基金Supported by the Deutsche Forschungsgemeinschaft (SFB585, Ro 1236/3-2)the BMBF Kompetenznetz-CED
文摘AIM: To examine the factor(s) involved in differentiation of intestinal macrophages (IMACs) using a recently established in vitro model. METHODS: To test whether soluble or membrane bound factors induce IMAC-differentiation, freshly elutriated monocytes (MO) were incubated with conditioned media or cell membranes of intestinal epithelial cells (IEC) or cultured with IEC in transwell systems. To determine the importance of an active migration of MO, three- dimensional aggregates from a 1:1-mixture of MO and IEC were examined by immunohistochemistry and flow cytometry. Apoptosis was examined by caspase-3 Western blots. Extracellular matrix production in differentiation models was compared by immunohistochemistry. RESULTS: IMAC differentiation was observed in a complex three-dimensional co-culture model (multicellular spheroid, MCS) with IEC after migration of MO into the spheroids. By co-culture of MO with conditioned media or membrane preparations of IEC no IMAC differentiation was induced.

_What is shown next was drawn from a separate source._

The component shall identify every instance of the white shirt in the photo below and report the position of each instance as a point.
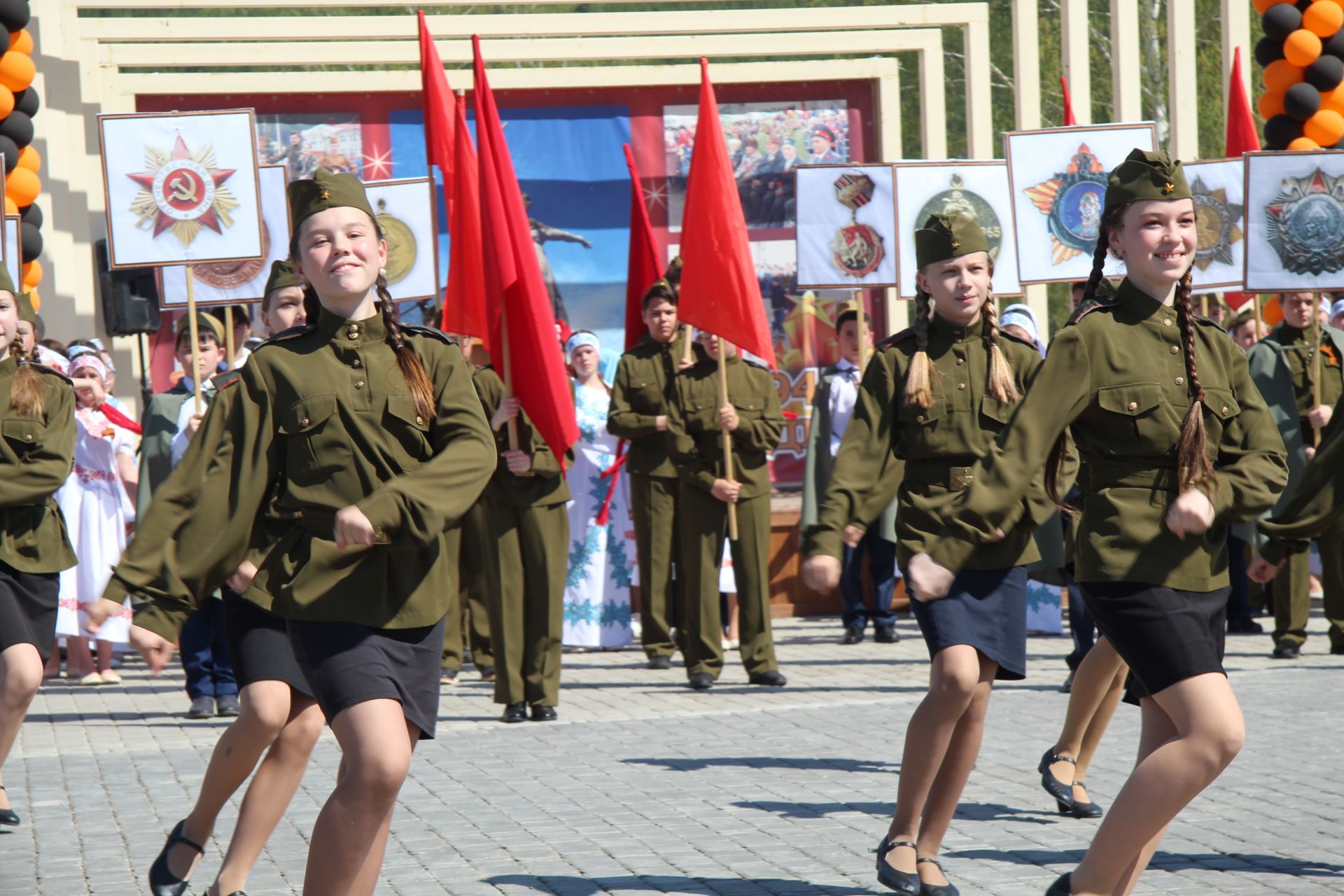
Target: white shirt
(844, 391)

Co-culture of MO with IEC in transwell- cultures, with the two cell populations separated by a membrane also did not result in intestinal-like differentiation of MO. In contrast to IEC-spheroids with immigrating MO in mixed MCS of IEC and MO only a small subpopulation of MO was able to survive the seven day culture period. CONCLUSION: Intestinal-like differentiation of MO in vitro is only induced in the complex three-dimensional MCS model after immigration of MO indicating a roleof cell-matrix and/or cell-cell interactions during the differentiation of IMACs.